If you don’t acquiesce and adopt this progressive way of thinking, you get branded a transphobic, racist hatemonger. That’s bullying.

Governments are shamefully playing along. The U.K. issued a warning for LGBT travellers to the United States following the passage of controversial bills affecting LGBT rights in North Carolina and Mississippi. The travel advisory was a painfully pathetic political ploy to provide President Obama a platform for his U.K. visit to pander to progressives while clubbing conservatives back home. The advisory says little more than the “U.S. is an extremely diverse society and attitudes towards LGBT people differ hugely across the country.”

Obviously, baiting the right into a social battle over gender-identity issues has political rewards. Considering the climate here at home, the Trudeau government may be tempted to weigh in with its own U.S. travel warning over the transgendered bathroom issue. If it did, it would be nothing less than crying wolf. Travel advisories have a purpose: to warn Canadian citizens of real dangers when travelling abroad. The Mississippi and North Carolina laws may be intolerant to some, but they do not threaten anyone’s safety. Feeling uncomfortable or unwelcome when you travel is often part of the trip.

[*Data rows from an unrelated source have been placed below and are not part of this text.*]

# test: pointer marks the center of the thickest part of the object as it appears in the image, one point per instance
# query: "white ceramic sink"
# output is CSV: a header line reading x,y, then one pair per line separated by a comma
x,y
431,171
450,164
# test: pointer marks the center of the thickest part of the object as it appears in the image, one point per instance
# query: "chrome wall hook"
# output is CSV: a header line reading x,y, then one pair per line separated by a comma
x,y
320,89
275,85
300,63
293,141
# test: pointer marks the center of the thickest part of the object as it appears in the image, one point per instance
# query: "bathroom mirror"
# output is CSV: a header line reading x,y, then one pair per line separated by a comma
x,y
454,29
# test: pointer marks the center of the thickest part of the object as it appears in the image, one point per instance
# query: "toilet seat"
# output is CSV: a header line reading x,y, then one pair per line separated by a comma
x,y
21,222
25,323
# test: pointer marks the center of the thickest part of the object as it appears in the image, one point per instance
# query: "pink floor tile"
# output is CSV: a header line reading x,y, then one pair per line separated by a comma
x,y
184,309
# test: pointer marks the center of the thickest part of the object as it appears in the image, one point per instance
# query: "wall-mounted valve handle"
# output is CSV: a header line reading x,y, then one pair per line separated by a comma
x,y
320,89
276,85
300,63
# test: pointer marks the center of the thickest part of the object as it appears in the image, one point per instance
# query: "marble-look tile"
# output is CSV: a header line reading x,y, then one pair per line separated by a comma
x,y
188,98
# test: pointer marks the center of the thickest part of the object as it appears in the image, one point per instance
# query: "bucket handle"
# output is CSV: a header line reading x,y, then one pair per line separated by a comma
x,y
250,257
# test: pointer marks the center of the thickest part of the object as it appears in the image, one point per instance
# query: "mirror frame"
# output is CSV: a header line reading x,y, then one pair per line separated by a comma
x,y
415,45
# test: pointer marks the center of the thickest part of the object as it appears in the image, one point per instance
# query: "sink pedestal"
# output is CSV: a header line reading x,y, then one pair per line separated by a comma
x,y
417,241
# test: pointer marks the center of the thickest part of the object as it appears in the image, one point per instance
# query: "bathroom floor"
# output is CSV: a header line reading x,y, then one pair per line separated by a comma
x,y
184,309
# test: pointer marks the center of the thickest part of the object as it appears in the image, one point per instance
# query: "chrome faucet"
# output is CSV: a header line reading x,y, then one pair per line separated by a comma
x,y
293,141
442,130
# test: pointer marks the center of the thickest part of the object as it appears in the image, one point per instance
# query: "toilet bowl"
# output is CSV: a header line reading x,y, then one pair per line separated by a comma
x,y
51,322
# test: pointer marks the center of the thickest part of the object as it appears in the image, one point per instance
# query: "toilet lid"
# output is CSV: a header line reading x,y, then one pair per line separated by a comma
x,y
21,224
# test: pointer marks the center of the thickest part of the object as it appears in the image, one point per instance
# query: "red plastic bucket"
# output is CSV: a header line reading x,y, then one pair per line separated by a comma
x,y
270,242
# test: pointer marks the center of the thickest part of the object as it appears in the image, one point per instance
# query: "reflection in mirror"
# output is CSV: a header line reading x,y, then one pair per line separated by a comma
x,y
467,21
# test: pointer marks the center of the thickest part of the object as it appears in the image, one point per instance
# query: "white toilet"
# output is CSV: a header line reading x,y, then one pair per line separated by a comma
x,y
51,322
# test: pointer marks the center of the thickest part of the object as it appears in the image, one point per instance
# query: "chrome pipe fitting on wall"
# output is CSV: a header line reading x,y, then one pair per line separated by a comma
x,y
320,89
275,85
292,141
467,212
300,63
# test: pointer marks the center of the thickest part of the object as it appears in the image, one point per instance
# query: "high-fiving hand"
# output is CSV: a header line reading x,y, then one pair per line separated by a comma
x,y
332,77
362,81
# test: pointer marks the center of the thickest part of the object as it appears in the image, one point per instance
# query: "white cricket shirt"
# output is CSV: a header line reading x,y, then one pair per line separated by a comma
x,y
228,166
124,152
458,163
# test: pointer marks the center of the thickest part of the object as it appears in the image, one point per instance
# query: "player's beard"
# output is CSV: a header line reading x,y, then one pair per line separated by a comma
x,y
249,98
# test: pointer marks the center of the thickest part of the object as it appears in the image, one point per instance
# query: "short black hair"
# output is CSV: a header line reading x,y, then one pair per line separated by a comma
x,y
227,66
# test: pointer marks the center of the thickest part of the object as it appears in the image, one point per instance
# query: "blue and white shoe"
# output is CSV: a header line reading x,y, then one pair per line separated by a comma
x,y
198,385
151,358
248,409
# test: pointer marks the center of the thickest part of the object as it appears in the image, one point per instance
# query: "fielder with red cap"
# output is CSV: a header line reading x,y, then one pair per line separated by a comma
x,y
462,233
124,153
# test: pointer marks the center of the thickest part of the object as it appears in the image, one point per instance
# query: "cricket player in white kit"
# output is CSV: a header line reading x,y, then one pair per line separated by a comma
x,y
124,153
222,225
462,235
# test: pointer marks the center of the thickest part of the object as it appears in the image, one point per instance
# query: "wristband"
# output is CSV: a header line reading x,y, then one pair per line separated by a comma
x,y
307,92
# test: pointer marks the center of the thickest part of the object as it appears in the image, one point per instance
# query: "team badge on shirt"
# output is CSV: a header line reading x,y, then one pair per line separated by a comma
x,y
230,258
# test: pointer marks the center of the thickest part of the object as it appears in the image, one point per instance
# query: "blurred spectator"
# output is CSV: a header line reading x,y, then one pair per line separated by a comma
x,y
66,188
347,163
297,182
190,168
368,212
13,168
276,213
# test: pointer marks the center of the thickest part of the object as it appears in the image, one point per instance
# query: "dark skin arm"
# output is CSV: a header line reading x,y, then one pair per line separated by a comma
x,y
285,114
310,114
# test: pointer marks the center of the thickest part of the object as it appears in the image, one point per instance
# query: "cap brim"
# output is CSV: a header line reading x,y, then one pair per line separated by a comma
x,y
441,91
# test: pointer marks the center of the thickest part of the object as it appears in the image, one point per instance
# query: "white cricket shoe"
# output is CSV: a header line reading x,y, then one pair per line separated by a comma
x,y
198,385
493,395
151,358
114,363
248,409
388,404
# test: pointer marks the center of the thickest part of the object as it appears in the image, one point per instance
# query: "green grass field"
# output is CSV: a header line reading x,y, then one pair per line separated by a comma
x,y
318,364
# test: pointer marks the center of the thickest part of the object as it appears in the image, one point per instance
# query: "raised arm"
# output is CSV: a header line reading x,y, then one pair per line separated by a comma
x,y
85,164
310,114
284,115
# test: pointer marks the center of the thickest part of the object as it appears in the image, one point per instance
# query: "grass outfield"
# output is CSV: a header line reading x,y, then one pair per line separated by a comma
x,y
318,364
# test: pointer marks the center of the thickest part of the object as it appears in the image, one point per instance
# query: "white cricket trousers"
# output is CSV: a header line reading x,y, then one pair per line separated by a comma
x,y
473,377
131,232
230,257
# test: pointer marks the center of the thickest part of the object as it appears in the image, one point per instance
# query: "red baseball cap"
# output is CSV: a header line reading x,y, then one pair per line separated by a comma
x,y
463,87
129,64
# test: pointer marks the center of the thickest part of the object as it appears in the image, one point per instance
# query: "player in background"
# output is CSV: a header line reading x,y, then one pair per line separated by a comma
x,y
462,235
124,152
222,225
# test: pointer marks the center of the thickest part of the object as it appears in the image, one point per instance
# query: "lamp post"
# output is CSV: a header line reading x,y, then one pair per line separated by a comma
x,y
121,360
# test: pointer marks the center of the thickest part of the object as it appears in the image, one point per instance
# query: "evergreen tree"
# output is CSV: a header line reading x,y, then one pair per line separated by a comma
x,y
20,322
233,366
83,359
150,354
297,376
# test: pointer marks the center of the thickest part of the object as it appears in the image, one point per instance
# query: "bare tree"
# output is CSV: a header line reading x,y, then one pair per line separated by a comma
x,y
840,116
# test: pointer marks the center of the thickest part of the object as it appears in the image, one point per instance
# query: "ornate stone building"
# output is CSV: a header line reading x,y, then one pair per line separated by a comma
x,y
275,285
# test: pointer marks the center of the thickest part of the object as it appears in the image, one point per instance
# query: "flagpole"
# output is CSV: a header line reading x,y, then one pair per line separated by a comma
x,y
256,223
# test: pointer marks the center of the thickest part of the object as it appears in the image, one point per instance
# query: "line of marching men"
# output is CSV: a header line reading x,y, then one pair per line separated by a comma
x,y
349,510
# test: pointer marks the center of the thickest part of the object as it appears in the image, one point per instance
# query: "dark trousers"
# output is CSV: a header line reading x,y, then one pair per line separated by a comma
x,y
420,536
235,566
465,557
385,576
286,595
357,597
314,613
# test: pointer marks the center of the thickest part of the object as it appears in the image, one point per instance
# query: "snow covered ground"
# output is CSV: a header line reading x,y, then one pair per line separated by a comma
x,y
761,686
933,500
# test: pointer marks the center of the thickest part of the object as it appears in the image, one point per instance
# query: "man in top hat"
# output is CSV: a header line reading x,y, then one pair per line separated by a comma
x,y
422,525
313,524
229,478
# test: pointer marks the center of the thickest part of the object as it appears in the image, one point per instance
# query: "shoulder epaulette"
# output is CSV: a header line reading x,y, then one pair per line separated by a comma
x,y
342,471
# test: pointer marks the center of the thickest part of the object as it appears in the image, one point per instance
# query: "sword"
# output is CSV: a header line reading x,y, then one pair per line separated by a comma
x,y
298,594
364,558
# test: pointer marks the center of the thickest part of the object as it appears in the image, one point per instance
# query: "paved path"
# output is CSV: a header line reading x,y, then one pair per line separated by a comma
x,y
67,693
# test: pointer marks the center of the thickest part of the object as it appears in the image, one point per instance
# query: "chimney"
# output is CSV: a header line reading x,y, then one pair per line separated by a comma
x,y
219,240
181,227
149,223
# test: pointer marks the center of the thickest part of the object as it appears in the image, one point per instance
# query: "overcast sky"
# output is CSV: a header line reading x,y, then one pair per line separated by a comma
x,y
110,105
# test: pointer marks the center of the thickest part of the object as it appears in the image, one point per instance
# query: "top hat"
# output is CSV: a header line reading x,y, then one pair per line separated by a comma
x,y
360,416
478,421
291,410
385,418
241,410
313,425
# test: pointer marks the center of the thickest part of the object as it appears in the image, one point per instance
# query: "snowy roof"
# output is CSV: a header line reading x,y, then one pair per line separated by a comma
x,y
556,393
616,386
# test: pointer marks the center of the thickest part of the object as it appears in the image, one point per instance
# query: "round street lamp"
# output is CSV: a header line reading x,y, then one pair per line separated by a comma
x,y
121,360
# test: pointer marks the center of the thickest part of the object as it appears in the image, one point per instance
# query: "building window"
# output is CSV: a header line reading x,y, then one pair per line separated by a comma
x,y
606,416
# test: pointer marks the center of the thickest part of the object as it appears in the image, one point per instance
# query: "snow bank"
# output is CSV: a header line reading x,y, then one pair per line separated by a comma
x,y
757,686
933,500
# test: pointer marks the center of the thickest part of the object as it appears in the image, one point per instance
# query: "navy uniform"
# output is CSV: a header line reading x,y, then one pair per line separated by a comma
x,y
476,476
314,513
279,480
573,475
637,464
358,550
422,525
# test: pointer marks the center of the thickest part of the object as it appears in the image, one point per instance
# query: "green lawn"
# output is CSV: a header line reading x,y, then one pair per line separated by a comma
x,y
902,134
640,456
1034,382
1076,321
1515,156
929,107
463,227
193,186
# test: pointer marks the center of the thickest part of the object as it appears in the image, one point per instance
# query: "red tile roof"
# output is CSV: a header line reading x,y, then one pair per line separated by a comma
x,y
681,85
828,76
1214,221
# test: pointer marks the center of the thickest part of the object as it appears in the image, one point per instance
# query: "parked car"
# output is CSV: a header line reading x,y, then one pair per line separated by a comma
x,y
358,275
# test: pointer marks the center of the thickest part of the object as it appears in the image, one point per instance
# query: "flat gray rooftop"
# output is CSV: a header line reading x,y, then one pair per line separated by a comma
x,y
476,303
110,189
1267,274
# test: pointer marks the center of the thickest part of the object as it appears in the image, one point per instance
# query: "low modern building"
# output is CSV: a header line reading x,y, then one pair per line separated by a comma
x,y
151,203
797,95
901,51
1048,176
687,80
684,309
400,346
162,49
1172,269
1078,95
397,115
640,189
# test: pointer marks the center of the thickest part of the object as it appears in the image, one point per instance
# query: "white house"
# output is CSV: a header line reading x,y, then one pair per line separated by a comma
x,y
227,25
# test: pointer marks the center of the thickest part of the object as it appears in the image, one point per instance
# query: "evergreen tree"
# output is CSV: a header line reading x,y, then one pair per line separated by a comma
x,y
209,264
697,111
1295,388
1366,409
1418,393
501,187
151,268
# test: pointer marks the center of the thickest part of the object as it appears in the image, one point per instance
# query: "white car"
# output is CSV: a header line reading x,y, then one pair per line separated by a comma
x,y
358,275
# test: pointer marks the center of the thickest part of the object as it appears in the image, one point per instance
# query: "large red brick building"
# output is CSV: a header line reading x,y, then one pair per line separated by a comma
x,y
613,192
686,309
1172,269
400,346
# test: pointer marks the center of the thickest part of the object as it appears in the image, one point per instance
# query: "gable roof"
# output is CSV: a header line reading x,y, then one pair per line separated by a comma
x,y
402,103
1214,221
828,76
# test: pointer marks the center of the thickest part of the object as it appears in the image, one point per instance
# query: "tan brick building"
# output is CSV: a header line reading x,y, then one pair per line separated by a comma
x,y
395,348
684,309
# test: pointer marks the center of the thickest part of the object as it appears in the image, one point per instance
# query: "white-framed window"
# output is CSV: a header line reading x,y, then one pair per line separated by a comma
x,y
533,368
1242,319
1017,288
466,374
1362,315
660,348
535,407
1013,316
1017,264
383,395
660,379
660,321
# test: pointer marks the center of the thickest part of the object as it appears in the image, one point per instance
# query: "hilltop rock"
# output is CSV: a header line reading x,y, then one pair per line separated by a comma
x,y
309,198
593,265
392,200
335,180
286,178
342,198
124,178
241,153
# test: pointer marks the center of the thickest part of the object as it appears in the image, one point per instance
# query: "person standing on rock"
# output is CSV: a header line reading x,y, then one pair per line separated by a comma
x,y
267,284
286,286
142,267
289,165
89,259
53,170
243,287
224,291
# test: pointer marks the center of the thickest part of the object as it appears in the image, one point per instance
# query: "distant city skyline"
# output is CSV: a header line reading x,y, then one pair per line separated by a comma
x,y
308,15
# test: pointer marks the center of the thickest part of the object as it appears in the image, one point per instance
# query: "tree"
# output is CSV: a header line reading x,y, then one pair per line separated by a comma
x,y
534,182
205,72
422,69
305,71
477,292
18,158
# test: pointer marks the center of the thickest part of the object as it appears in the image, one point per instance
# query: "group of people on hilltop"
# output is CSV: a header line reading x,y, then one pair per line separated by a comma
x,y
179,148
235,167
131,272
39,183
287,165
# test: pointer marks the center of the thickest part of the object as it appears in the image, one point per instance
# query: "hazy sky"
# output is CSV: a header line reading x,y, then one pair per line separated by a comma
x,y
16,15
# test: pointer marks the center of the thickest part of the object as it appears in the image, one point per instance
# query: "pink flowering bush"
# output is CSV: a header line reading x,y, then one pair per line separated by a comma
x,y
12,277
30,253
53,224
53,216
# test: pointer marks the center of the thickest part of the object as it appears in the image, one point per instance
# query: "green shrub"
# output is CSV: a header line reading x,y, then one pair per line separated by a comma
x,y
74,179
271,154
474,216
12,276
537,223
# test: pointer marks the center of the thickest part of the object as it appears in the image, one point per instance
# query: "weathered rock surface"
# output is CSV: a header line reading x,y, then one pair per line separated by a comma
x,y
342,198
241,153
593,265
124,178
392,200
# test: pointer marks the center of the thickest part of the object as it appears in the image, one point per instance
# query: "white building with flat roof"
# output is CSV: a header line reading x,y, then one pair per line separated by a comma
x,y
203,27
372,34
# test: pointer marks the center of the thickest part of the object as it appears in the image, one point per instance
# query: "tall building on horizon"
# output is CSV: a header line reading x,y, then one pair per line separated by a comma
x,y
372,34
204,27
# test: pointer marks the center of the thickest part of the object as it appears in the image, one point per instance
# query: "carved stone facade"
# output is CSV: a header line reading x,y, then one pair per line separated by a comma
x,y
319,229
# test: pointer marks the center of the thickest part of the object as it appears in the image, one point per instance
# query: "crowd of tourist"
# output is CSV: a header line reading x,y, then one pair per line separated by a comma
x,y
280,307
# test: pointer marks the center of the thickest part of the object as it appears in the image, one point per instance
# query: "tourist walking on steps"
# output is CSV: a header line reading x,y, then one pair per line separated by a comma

I have often said in this column that I support gay marriage, partner benefits and LGBT protections in the workplace. I support anti-discrimination legislation as long as one injustice isn’t traded for another. If an adult chooses to transition their gender, then go for it.

But, I do draw some lines. I unequivocally believe it is child abuse to give minors hormone blockers in order to facilitate sex transition. And, when it comes to the bathroom, the rest of us have rights, too.